Dün, piyasaların "üretimin barometresi" olarak kabul ettiği sanayide kapasite kullanım oranları açıklandı.

İmalat sanayiinde kapasite kullanım oranı aralık ayında, geçen yılın aynı ayına göre 16.4 puan azalıp yüzde 64,7 seviyesine düşmüş.
Aslında kapasite kullanım oranlarında eylülden bu yana hızlı bir düşüş trendi var.

Ekim yüzde 76,7, kasım ise yüzde 72,9. Fakat aralık ayında yaşanan dramatik düşüş son 17 yılın en kötüsü. Bırakın 2001 krizini, sanayi bölgelerini doğrudan vuran 1999 depreminde bile kapasite kullanım oranı bu derece düşmemişti.

Bu veri son 3 aydır global krizin de etkisiyle üretimin Türkiye'de nasıl S.O.S verdiğini açıkça gösteriyor. Bu yılın ilk iki çeyreğinde bu tablonun düzeleceğine dair herhangi bir sinyal ya da hükümet tarafından alınmış bir önlem yok.

Peki, üretimde durum bu da tüketim çok mu farklı?

Maalesef değil! Zaten olması da düşünülemez.

İç ve dış talepte daralma olmasa yani tüketim kısılmasa sanayici kapasitesinin çok altında bir üretime niye insin?

Kapasite kullanımında yüzde 80 ve üstü işlerin fena gitmediğine dair önemli bir eşiktir. Yüzde 70 işlerin pek de iyi gitmediğine işarettir, yüzde 60'lar ise üretimin durma noktasına geldiğini gösterir.

Benzer eğilimleri tüketici güven endekslerinde de görebilirsiniz.

Bir de tüm bu verilerin üretildiği sembolik önemde mekânlar vardır.

Tüketim eğilimi için Bağdat Caddesi her zaman önemli bir kilometre taşıdır.

Geçen yıl Bağdat Caddesi'nde kiralar Paris'in ünlü caddesi Champs Elyeese ile karşılaştırılıyordu. Bu yüzden de 200 metrekarelik dükkânlar 30-40 bin dolar kira, 800 bin dolar hava parasıyla kapanın elinde kalıyordu.

Oysa bu yıl çok köklü markalar bile bu astronomik kiralara dayanamıyor.

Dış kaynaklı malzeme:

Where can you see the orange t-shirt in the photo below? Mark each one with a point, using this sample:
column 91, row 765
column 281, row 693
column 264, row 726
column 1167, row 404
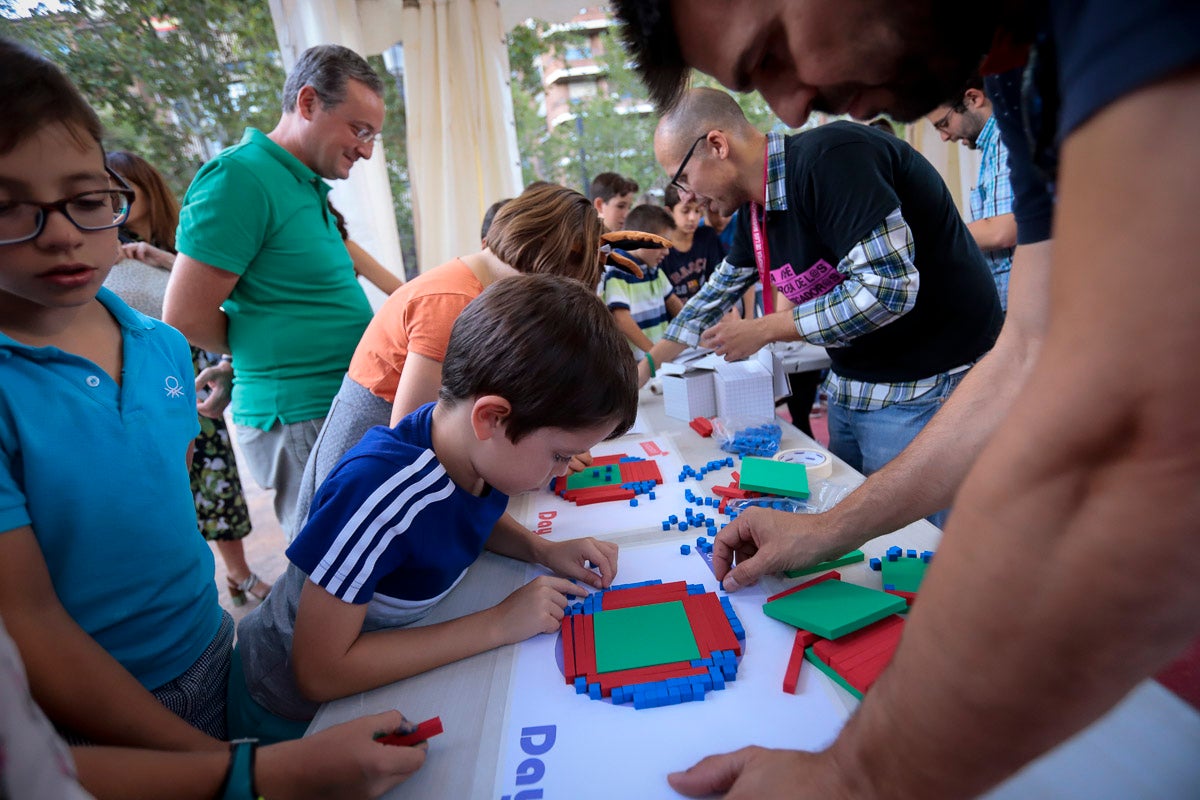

Gerçi Zara gibi bu kriz ortamında büyüyenler de var ama yirmi yıldır Bağdat Caddesi'nde bulunan Benetton bile sonunda havlu atmış.
Alışveriş merkezlerinden sonra astronomik kira ve işletme maliyetleri birçok ünlü markayı sokak ve caddelerde de tedirgin etmeye başlamış.

Haber merkezinde arkadaşlarımız uzun bir süredir sahaya inerek hem Anadolu'nun hem de İstanbul'un sembol mekânlarını mercek altına aldı.

İlk elden gelen bilgiler, üretim ve tüketim endekslerini fazlasıyla haklı çıkarır nitelikte.

Kimileri bu durumu aşırı büyümenin kaçınılmaz sonucu olarak görebilir.

Kimileri ise gaza basmak için fırsat.

Ha siz de işadamı dostum gibi tam da bu kritik noktada benden ücretsiz danışmanlık bekliyorsanız, söyleyeceğim çok basit.

Eğer o kararı verebilecek durumda olsam bugün bu sütunda yazı yazıyor olmaz, sizlerin arasında iş yapıyor olurdum.

Meşhur fıkradır, bir işadamı bir panelde uzun uzun dinlediği bir iktisatçıya dayanamayıp sormuş: "İyi de hocam şu doların ve faizin hali ne olacak?"

İktisatçı gayet samimi cevap vermiş: "Siz bakmayın benim ekonomiyle ilgili parlak cümleler kurduğuma, eğer sorunuzun cevabını biliyor olsam burada ahkâm kesmek yerine dışarıda ticaret yapıp para kazanıyor olurdum. Anlayacağınız ben bildiğim değil bilmediğim için iktisatçı oldum."